Fusing a tumor-specific antigen with a cell-penetrating domain can generate a more potent therapeutic dendritic cell–based cancer vaccine by enhancing intracellular bioavailability without altering the dendritic cell surface antigens, researchers reported online March 26 in JAMA Surgery.
The immune system can eliminate tumor cells through the generation of cytotoxic T lymphocytes, a process known as immune surveillance, but cancer cells can evade this process, and immunotherapy with dendritic cells is a possible means of reengaging the immune system.

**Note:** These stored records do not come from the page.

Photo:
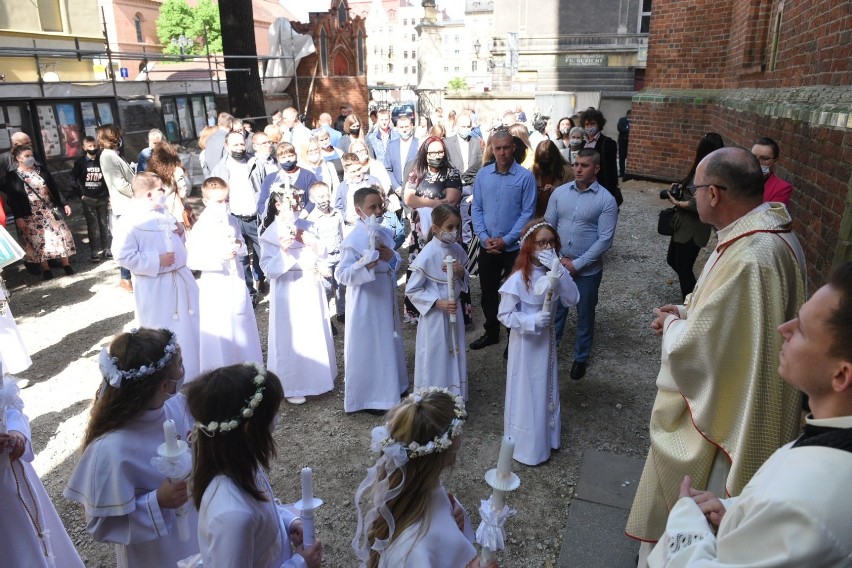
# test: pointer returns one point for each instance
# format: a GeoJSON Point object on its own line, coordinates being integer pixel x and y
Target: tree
{"type": "Point", "coordinates": [457, 84]}
{"type": "Point", "coordinates": [179, 18]}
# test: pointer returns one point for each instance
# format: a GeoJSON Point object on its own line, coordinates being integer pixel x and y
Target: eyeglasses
{"type": "Point", "coordinates": [692, 188]}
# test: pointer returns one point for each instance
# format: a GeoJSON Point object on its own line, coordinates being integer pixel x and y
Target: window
{"type": "Point", "coordinates": [137, 22]}
{"type": "Point", "coordinates": [50, 16]}
{"type": "Point", "coordinates": [645, 17]}
{"type": "Point", "coordinates": [324, 52]}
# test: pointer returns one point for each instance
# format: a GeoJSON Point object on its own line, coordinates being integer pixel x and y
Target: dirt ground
{"type": "Point", "coordinates": [65, 321]}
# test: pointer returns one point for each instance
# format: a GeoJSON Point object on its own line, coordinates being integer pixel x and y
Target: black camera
{"type": "Point", "coordinates": [676, 191]}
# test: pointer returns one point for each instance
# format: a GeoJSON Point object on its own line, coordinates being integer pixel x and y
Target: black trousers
{"type": "Point", "coordinates": [493, 269]}
{"type": "Point", "coordinates": [681, 257]}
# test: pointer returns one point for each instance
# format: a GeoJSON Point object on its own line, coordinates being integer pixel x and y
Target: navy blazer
{"type": "Point", "coordinates": [394, 165]}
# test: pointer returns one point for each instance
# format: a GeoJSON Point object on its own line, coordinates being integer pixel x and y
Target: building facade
{"type": "Point", "coordinates": [747, 69]}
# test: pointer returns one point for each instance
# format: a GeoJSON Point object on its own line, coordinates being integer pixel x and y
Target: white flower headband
{"type": "Point", "coordinates": [245, 412]}
{"type": "Point", "coordinates": [114, 376]}
{"type": "Point", "coordinates": [532, 229]}
{"type": "Point", "coordinates": [394, 456]}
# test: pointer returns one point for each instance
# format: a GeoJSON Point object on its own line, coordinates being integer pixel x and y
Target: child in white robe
{"type": "Point", "coordinates": [419, 440]}
{"type": "Point", "coordinates": [148, 241]}
{"type": "Point", "coordinates": [31, 533]}
{"type": "Point", "coordinates": [439, 358]}
{"type": "Point", "coordinates": [227, 323]}
{"type": "Point", "coordinates": [240, 522]}
{"type": "Point", "coordinates": [127, 500]}
{"type": "Point", "coordinates": [301, 349]}
{"type": "Point", "coordinates": [375, 374]}
{"type": "Point", "coordinates": [532, 412]}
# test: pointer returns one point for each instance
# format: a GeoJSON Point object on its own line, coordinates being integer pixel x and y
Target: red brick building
{"type": "Point", "coordinates": [750, 68]}
{"type": "Point", "coordinates": [336, 73]}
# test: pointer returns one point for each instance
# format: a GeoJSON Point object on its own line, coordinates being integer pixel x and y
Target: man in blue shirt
{"type": "Point", "coordinates": [504, 196]}
{"type": "Point", "coordinates": [584, 214]}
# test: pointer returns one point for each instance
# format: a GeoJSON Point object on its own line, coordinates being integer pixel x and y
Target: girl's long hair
{"type": "Point", "coordinates": [527, 254]}
{"type": "Point", "coordinates": [419, 422]}
{"type": "Point", "coordinates": [115, 407]}
{"type": "Point", "coordinates": [219, 396]}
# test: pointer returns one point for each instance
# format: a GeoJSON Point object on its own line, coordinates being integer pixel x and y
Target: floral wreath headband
{"type": "Point", "coordinates": [246, 412]}
{"type": "Point", "coordinates": [114, 376]}
{"type": "Point", "coordinates": [532, 229]}
{"type": "Point", "coordinates": [384, 443]}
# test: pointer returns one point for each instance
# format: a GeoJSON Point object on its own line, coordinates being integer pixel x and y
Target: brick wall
{"type": "Point", "coordinates": [709, 71]}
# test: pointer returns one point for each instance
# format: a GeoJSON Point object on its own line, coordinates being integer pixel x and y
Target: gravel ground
{"type": "Point", "coordinates": [65, 321]}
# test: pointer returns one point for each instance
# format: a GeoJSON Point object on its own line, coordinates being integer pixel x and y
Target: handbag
{"type": "Point", "coordinates": [667, 222]}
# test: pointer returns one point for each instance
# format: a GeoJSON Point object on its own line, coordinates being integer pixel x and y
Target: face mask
{"type": "Point", "coordinates": [448, 237]}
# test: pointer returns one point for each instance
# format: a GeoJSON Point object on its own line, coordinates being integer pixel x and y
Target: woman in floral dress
{"type": "Point", "coordinates": [35, 202]}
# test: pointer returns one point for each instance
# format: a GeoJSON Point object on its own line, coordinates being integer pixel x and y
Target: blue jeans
{"type": "Point", "coordinates": [588, 287]}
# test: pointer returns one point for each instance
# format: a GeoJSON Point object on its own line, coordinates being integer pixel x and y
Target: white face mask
{"type": "Point", "coordinates": [448, 237]}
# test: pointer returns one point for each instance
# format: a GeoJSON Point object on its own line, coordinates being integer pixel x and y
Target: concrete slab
{"type": "Point", "coordinates": [594, 535]}
{"type": "Point", "coordinates": [594, 538]}
{"type": "Point", "coordinates": [609, 479]}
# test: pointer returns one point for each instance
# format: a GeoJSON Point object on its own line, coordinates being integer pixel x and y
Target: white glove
{"type": "Point", "coordinates": [546, 257]}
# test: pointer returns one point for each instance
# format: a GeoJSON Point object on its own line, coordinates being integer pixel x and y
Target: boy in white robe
{"type": "Point", "coordinates": [31, 533]}
{"type": "Point", "coordinates": [532, 415]}
{"type": "Point", "coordinates": [301, 349]}
{"type": "Point", "coordinates": [228, 326]}
{"type": "Point", "coordinates": [149, 242]}
{"type": "Point", "coordinates": [376, 373]}
{"type": "Point", "coordinates": [439, 354]}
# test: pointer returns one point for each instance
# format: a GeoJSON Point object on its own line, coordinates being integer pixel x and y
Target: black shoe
{"type": "Point", "coordinates": [485, 341]}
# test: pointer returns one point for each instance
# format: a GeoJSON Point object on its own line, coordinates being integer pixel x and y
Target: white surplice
{"type": "Point", "coordinates": [301, 349]}
{"type": "Point", "coordinates": [235, 529]}
{"type": "Point", "coordinates": [373, 352]}
{"type": "Point", "coordinates": [117, 485]}
{"type": "Point", "coordinates": [228, 326]}
{"type": "Point", "coordinates": [434, 541]}
{"type": "Point", "coordinates": [435, 363]}
{"type": "Point", "coordinates": [166, 297]}
{"type": "Point", "coordinates": [532, 413]}
{"type": "Point", "coordinates": [21, 489]}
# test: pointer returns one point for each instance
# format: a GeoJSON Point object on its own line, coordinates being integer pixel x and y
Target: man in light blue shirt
{"type": "Point", "coordinates": [584, 214]}
{"type": "Point", "coordinates": [504, 196]}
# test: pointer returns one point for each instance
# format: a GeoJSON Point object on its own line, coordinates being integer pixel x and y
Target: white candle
{"type": "Point", "coordinates": [504, 461]}
{"type": "Point", "coordinates": [307, 487]}
{"type": "Point", "coordinates": [171, 437]}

Cancer-testis antigens are ideal candidates for tumor immunotherapy because they are restricted to gonadal germ cells and are unexpressed in healthy adult tissue. Melanoma antigen family A, 3 (MAGE-A3) is a cancer-testis antigen that has attracted attention because it is expressed in a wide variety of cancer types.
A team led by Ramesh B. Batchu, Ph.D., of Wayne State University, Detroit, cloned and purified MAGE-A3 with an amino acid sequence that can transport large proteins across the plasma membrane, to address the problem of inadequate cytoplasmic expression of tumor-specific antigens, and thus enhance production of cytotoxic T lymphocytes.
In a series of laboratory experiments, the cell-penetrating, domain-fused melanoma antigen did show more rapid and efficient penetration of the dendritic cell membrane compared with the normal antigen, Dr. Batchu and his associates reported online (JAMA Surgery 2014 March 26 [doi: 10.1001/jamasurg.2013.4113]).
"We have demonstrated for the first time, to our knowledge, that cloning and purifying MAGE-A3 with CPD [cell-penetrating domain] enhances its cytosolic bioavailability in DCs [dendritic cells] without altering cell surface antigens required for T-cell activation, potentially making it a more potent therapeutic cancer vaccine compared with existing MAGE-A3 protein and peptide vaccines," the authors wrote.
Dr. Batchu and his colleagues reported that they had no conflicts of interest.